L’arte greca era matematica, una costante ricerca di rapporti armonici equilibrati che davano all’opera la bellezza umana che, pur cristallizzata nella materie, trasponeva la natura, con i gradi di distanza dal “Vero” ideale. Però, è pur certo, che la matematica veniva accordata all’armonia generale, quella che coglieva l’occhio e la mente umana, fallace nella sua finitezza e finita particella nell’infinito ignoto, quella perfezione che cogliamo, esempio calzante quello delle architetture greche, guardando le strutture imponenti eppure in perfetta proporzione con il creato e con l’uomo (che non si sente sperso granello al suo interno ma elemento perfettamente in armonia con il tutto) che seguono misure matematiche codificate, non possiamo non ricordare che sono piegate (nel senso vero del termine, le colonne non sono mai perfettamente dritte ma inclinate leggermente verso l’interno per farle percepire ai nostri occhi lineari) all’errore programmatico del nostro campo visivo.

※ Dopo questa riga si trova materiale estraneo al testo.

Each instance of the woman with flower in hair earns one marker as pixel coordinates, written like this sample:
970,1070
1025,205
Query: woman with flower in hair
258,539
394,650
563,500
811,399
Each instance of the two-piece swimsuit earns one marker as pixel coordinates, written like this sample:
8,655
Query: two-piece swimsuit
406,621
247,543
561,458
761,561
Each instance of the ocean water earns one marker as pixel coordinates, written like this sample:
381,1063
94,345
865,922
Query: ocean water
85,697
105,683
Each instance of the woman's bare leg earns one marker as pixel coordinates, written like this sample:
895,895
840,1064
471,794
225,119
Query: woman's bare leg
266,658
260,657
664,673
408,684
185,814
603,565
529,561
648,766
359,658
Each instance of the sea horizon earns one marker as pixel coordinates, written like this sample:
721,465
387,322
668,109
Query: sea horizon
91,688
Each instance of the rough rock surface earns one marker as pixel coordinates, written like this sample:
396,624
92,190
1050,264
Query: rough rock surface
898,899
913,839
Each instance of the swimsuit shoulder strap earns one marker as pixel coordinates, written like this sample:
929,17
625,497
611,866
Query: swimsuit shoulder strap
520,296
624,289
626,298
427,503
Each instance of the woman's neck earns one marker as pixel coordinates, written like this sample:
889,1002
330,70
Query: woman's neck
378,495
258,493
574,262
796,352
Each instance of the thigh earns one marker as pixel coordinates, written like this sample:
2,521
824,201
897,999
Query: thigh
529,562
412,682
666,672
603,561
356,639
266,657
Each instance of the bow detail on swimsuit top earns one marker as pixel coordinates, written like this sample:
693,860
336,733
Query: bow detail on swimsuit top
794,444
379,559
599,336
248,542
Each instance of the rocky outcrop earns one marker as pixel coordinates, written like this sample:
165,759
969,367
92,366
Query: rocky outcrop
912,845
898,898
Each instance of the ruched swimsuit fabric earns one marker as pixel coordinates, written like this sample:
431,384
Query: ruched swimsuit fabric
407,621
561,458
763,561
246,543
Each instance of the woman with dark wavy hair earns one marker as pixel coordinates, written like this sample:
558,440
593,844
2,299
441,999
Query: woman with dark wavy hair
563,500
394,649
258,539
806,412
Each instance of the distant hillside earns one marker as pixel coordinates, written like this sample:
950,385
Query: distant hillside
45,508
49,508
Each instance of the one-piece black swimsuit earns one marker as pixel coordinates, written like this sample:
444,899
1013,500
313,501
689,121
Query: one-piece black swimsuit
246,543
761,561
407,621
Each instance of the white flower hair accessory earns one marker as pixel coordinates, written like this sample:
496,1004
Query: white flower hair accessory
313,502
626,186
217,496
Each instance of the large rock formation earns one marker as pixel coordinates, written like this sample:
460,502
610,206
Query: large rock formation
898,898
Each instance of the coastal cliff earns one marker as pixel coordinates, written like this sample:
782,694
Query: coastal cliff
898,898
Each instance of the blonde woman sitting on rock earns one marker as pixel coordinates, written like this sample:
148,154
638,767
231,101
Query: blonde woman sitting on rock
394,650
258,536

La perfezione assoluta non esiste, la percezione della perfezione attraverso il bello ed il buono in armonia con l’idea, che contiene valori assoluti che, indipendentemente dalle storture possibili, non mutano è alla base di un percorso di costruzione dell’eunomia.


Bello e buono, buono nel senso di giusto, ciò che è giusto a prescindere dalle velleità umane ma lo è nel respiro del mondo; senza andare a perdersi in filosofie astratte, e perdute nelle pieghe dei millenni, ci sono valori “buoni” che possediamo sin dal nostro apparire alla vita e che regolano nell’armonia i rapporti, le azioni e i pensieri. Il problema è semmai l’allontanarsi dall’ideale (sempre nel senso platoniano) per percorrere strade lastricate da disarmonie e da disequilibri di scala.



Ora, a scanso di equivoci, tutta questa antichità non è per raccontare una storia cristallizzata, non ripetibile e chiusa, ma per ricordare che l’Eunomicità è un valore base per ritrovare l’armonia che rimetta al centro esseri viventi e natura in un rapporto di reciprocità che non sia lesivo né coercitivo ma collaborativo e di rispetto.